Suno has long acknowledged that its AI music generator relied on the scraping of millions of songs available across the internet, but a new hack reveals just how the company pulled from streaming services and websites such as YouTube Music, Deezer and Genius to power its product — all while user information remained vulnerable.
A report in 404 Media on Wednesday, relying on data a hacker provided to the outlet, showed the instructions in the company’s source code had it scrape files from “genius_hq, youtube_music, freesound, jamendo, imp, deezer,” with the stock music libraries Freesound, Jamendo and the International Music Score Library Project among the other sources scraped. The instructions demanded that “non-music” be filtered out. The hacker also had access to Suno’s customer list, which included emails, phone numbers and Stripe payment details, according to the report.
Representatives for Deezer, YouTube Music, Genius, and the stock libraries scraped did not respond to immediate requests for comment.
A Suno spokesperson said the hack was “quickly contained” after the company learned about it in November 2025 and that it primarily exposed “outdated source code that is no longer in use at Suno.” The spokesperson said no sensitive user information was compromised, as the company does not retain full credit card numbers, and that due to the limited breach, it didn’t feel obligated to notify its user base.

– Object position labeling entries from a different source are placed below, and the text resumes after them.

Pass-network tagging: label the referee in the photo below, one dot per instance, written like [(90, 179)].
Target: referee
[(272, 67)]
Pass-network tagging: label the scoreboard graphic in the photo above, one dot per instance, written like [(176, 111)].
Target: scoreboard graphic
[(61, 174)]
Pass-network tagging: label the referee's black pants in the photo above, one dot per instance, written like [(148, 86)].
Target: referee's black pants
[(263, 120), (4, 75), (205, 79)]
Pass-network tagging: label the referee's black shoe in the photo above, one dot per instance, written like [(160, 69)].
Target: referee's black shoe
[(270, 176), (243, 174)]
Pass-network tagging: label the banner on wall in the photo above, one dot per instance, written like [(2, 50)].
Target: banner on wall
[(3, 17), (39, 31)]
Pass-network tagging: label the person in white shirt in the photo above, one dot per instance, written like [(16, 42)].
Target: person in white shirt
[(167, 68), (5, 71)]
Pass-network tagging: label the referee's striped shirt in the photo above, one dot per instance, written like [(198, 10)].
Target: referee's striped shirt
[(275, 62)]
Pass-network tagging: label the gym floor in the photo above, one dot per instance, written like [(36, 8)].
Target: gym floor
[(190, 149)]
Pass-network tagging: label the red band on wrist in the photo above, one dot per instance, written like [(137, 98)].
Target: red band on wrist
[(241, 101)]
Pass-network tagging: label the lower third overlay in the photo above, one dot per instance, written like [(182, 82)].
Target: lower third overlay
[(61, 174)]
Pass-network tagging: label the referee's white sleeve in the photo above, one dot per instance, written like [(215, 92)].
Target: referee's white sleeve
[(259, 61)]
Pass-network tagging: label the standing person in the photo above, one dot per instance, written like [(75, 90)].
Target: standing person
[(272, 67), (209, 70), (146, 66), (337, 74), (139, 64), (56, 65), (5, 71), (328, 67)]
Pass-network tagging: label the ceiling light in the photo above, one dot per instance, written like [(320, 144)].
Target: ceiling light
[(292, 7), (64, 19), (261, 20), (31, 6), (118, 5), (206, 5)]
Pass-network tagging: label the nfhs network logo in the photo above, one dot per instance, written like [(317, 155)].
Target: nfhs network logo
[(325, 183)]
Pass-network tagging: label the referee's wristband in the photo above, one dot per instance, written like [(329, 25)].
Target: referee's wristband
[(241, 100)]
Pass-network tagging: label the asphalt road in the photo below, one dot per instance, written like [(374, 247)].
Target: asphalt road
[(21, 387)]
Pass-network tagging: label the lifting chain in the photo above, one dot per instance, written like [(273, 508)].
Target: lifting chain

“As we have stated in public filings and disclosures, Suno’s AI models have been trained on publicly available music files and related metadata accessible on third-party websites on the open Internet,” the spokesperson said.
One file focused on YouTube Music noted it took in “2,013,545 music clips” at the time it was last updated, while another file’s comments about Suno’s datasets included “113,879 hours of youtube_music,” “17,615 hours of genius_hq,” “410 hours of free sound,” “19,514 hours of imslp,” “3,726 hours of jamendo,” “62,117 hours of pond5_music,” “12,287 hours of deezer,” “152,162 hours of ytm_tagged” and “103 hours of musescore_lyrics,” according to the 404 Media report.
Suno has acknowledged in both the filings and its website that its product was trained on “essentially all music files of reasonable quality that are accessible on the open Internet, abiding by paywalls, password protections, and the like, combined with similarly available text descriptions,” though it has claimed such use is protected under fair use law and that it has introduced to prevent its users from producing songs similar to those scraped through the training.
“Our goal has always been to help people create original new music, not replicate someone else’s. That’s why we build our models around what we call ‘Original Creation, By Design,’” the spokesperson said in a statement. “For example, we intentionally do not use artist names as a category of training metadata because we want our models to help people create brand new songs, not music that replicates other artists’ existing work. It’s also why we built Suno with detection filters that block or prevent a user from using specific artist, song, or album names as prompts, and prevent users from uploading lyrics or sound recordings that match existing works.”